Similarly, we can perform subtraction, multiplication and division.

## 10. Using apply() method to call a custom query function

Suppose, we want to get all odd numbers from a given series. Then, one possible solution is to use apply() method which requires you to pass some function that will be applied to every element of Series.

```
data = [4,16,10,15,100,20,25]
ser = pd.Series(data)
print(ser[ser.apply(lambda x : x%2!=0)])
```

OUTPUT-

```
3 15
6 25
dtype: int64
```

Here ser.apply(lambda x : x%2!=0) will return a boolean array-

```
0 False
1 False
2 False
3 True
4 False
5 False
6 True
dtype: bool<br>
```

ser[ser.apply(lambda x : x%2!=0)] will return those elements where it will find True

## Conclusion

In this post, we looked at pandas Series and some of its basic operations.

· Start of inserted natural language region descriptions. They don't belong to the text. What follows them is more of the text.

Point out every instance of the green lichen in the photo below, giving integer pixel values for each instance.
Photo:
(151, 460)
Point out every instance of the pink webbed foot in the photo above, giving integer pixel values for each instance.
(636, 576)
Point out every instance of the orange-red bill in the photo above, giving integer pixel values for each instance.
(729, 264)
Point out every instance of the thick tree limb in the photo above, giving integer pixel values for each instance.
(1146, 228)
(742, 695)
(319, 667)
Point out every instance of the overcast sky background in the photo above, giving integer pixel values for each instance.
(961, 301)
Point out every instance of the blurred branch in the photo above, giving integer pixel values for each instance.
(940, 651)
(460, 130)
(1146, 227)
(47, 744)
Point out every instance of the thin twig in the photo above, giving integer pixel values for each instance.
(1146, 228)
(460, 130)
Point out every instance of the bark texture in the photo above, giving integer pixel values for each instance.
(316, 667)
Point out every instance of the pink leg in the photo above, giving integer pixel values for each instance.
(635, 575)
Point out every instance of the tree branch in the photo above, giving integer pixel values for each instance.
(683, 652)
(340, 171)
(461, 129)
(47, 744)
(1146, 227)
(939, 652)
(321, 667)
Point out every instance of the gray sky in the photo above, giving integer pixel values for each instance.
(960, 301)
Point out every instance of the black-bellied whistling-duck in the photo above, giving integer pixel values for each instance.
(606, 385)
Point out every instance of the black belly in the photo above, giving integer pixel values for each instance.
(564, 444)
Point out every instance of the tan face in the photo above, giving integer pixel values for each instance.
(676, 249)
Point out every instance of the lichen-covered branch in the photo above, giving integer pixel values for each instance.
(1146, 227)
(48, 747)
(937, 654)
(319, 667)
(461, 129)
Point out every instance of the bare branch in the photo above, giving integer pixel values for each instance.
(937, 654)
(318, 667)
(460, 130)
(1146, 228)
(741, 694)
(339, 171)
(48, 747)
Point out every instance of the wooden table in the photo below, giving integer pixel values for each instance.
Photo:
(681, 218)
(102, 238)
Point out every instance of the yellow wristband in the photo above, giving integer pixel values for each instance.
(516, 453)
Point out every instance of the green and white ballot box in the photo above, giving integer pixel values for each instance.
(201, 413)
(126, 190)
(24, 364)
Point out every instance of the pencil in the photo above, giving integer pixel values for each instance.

There exist, a whole bunch of attributes and methods of Series which can't be covered in a single post, so you can read more through the pandas official documentation :)

Although, Series can be not only be studied individually, since in real life, the data consists of multiple columns/attributes which are stored as pandas DataFrame, so multiple columns are also studied together. A DataFrame is considered as a collection of Series.